1. Change-resistant culture
“Culture is organizational ‘dark matter’ — you can’t see it, but its effects are obvious.” Marcus Blosch, Gartner research vice president
Frequently, there is resistance to change embedded within organizational culture.
“The challenge,” says Blosch, “is that many organizations have developed a culture of hierarchy and clear boundaries between areas of responsibilities.
“Digital innovation requires the opposite: collaborative cross-functional and self-directed teams that are not afraid of uncertain outcomes.”
2. Limited collaboration
In the early stages of digital business adoption, there tends to be a lack of willingness to share and collaborate.
“Issues of ownership and control of processes, information and systems make people reluctant to share their knowledge.
“Digital innovation with its collaborative cross-functional teams is often very different from what employees are used to with regards to functions and hierarchies.” Gartner
3. Not ready
Oftentimes, the business just doesn’t have the skills or resources to make the transformation happen.
“CIOs should address the digital readiness of the organization to get an understanding of both business and IT readiness,” says Blosch.
“Then, focus on the early adopters with the willingness and openness to change and leverage digital.
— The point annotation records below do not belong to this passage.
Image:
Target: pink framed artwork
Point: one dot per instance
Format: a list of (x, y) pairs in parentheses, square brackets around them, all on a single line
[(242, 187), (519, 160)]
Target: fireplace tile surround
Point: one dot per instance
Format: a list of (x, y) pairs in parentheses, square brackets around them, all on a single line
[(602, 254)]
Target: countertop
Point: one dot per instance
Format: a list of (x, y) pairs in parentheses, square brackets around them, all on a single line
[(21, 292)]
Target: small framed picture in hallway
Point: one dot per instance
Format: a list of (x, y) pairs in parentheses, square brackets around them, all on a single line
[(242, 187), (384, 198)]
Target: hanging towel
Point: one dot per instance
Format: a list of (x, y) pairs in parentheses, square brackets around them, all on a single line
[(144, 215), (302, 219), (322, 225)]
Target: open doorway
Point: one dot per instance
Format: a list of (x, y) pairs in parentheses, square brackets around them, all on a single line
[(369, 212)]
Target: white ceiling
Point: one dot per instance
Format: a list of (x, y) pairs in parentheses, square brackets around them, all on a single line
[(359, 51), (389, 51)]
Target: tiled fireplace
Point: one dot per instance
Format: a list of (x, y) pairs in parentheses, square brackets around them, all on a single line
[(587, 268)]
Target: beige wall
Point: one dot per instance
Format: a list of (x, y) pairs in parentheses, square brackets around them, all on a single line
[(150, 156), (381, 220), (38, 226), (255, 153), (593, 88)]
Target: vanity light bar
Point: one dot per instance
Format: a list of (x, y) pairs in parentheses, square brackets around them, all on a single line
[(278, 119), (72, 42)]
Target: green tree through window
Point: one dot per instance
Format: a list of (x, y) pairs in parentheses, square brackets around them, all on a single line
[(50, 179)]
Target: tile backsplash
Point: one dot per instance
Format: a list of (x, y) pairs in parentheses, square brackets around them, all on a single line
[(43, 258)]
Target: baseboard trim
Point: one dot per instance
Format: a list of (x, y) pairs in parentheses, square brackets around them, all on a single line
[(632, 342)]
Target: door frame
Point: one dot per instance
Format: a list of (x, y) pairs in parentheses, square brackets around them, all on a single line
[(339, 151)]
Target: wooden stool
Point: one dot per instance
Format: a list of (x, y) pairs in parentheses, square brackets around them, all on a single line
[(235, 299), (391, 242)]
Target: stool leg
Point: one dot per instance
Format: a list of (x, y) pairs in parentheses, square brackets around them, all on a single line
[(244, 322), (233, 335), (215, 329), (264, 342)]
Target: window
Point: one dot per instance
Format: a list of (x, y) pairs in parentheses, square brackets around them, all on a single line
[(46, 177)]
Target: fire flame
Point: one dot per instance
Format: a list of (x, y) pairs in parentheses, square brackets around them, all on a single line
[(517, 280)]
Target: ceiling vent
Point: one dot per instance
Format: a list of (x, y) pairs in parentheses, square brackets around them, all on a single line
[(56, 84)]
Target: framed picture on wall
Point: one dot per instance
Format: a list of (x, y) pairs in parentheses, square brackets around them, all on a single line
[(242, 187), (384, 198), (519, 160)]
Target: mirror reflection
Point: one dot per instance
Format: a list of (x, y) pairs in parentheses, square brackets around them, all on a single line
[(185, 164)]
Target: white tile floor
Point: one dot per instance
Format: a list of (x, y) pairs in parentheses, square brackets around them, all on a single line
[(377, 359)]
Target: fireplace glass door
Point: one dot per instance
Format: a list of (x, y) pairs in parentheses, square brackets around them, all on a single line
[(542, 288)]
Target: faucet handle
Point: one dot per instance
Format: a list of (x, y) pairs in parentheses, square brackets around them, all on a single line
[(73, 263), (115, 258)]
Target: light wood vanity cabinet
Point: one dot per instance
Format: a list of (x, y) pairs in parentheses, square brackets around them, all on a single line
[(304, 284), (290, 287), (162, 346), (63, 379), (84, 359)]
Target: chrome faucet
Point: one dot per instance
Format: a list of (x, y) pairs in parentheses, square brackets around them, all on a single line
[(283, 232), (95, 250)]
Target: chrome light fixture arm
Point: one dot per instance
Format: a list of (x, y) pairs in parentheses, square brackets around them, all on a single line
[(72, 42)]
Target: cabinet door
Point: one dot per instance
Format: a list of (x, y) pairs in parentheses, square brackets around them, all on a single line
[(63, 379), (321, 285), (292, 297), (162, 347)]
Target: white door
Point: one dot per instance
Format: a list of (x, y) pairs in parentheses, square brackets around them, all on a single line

But keep in mind that digital may just not be relevant to certain parts of the organization.”
4. Talent gaps
This is a huge barrier for organizations. It comes about because most organizations follow a traditional structure — organized by function such as IT, sales, and supply chain.
Change is usually slow in these kind of environments.
“Digital innovation requires an organization to adopt a different approach. People, processes and technology blend to create new business models and services.
“Employees need new skills focused on innovation, change and creativity along with the new technologies themselves, such as artificial intelligence (AI) and the Internet of Things (IoT).” Gartner
5. Outdated practices
Even if the above issue is resolved, a barrier can be that the organizational processes are too traditional.
“Highly structured and slow traditional processes don’t work for digital. There are no tried and tested models to implement, but every organization has to find the practices that suits it best.” Gartner
6. It’s not easy
The most obvious barrier to digital business adoption is that it can be expensive and technically challenging. Sometimes, it’s just too hard.
“Over the long term, enterprises should build the organizational capabilities that make change simpler and faster.
“To do that, they should develop a platform-based strategy that supports continuous change and design principles and then innovate on top of that platform, allowing new services to draw from the platform and its core services.” Gartner
The best way to do this is to use a Digital Adoption Platform. It accelerates, simplifies, and enhances the adoption of digital into the business.
Businesses most at risk of poor digital adoption
Insurance sector
According to a report, digital uptake in the insurance sector varies greatly according to geography. Agencies in North America versus agencies in UK and Ireland were found to have different digital priorities.
“In the US and Canada, almost 100% of agencies have adopted management systems as the core of their business operations. In UK and Ireland, however, brokers haven’t adopted management systems as widely, with just under 70% adopting it.” Insurance Business magazine
Construction industry
In Australia, the adoption of digital by the construction industry is lagging behind other industries.
“It is assumed that slow adoption rate does not reflect the maturity of the technology but is due to adoption barriers peculiar to the nature of construction.” Guillermo Aranda-Mena, RMIT University
Banking and finance
No surprises here. The banks were given until 2020 by McKinsey to get their digital transformation sorted — or risk extinction.
“The urgency of acting is acute. Banks have three to five years at most to become digitally proficient.” McKinsey
So if you operate in any of the above spaces, it’s imperative you assess the risk and barriers to digital business adoption within your enterprise.
You must act fast to get on the front foot with your digital transformation to remain competitive.